Blog: Faces of CELA – Amanda Montgomery

What is your role and how long have you been involved with CELA?

I started as the articling student at CELA in July 2019 and will be staying on at CELA as part-time counsel until October 2020. But I have been orbiting CELA for about 20 years: I have taken courses with Paul Muldoon and David Estrin, and worked with former CELA articling students.

What inspired you to get involved in environmental law and public policy?

Growing up in Mississauga, watching farms and forests disappear under roads and subdivisions, brought me to environmentalism at an early age. Later, during undergrad, I met a former CELA articling student in Peru, an encounter that planted the seed of environmental law, although it would be another 15 years before I actually went to law school.

What’s the most rewarding part of working with CELA?

By the time people get in touch with CELA for support, many of them have been dealing with an environmental issue for some time. Often the issue is very important to them, even personal, and in many instances, they have already sought out answers to no avail. The most rewarding moments are those when I am able to support these folks with information, explanations or referrals that help them to move forward when they were feeling stuck, abandoned or ignored.

What do you think is Canada’s biggest environmental challenge today?

The climate crisis or, really, the numerous interrelated environmental crises caused by global warming.

How do you think we can best approach this challenge?

What gives me hope is that there isn’t only one way address the climate crisis and that addressing the crisis would create exciting possibilities for a more just, sustainable world. Indeed, the only way to mitigate and adapt to climate change is to make many changes on many fronts. We can cut our GHG emissions and increase carbon sinks by doing many things, from green energy generation, public transportation and land use planning, to the less-obvious approaches, like nature-based solutions, food systems shifts and poverty reduction.
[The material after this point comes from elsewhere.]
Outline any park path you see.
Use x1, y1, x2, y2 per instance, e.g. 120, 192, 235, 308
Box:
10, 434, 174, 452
If you were the Leader of the World, what environmental law or policy would you implement?

There are many much-needed laws and policies I would like to see – but whatever legislation was implemented, I would want to make sure that it was meaningfully enforceable and non-regressive.

When you’re not working on environmental issues, what do you like to do?

I love hanging out with my ten-year old, hiking, gardening, reading, running and birdwatching. Because the world has enough real tragedy and drama, I only watch comedies. And, against my better judgment, I am a Toronto Football Club fan.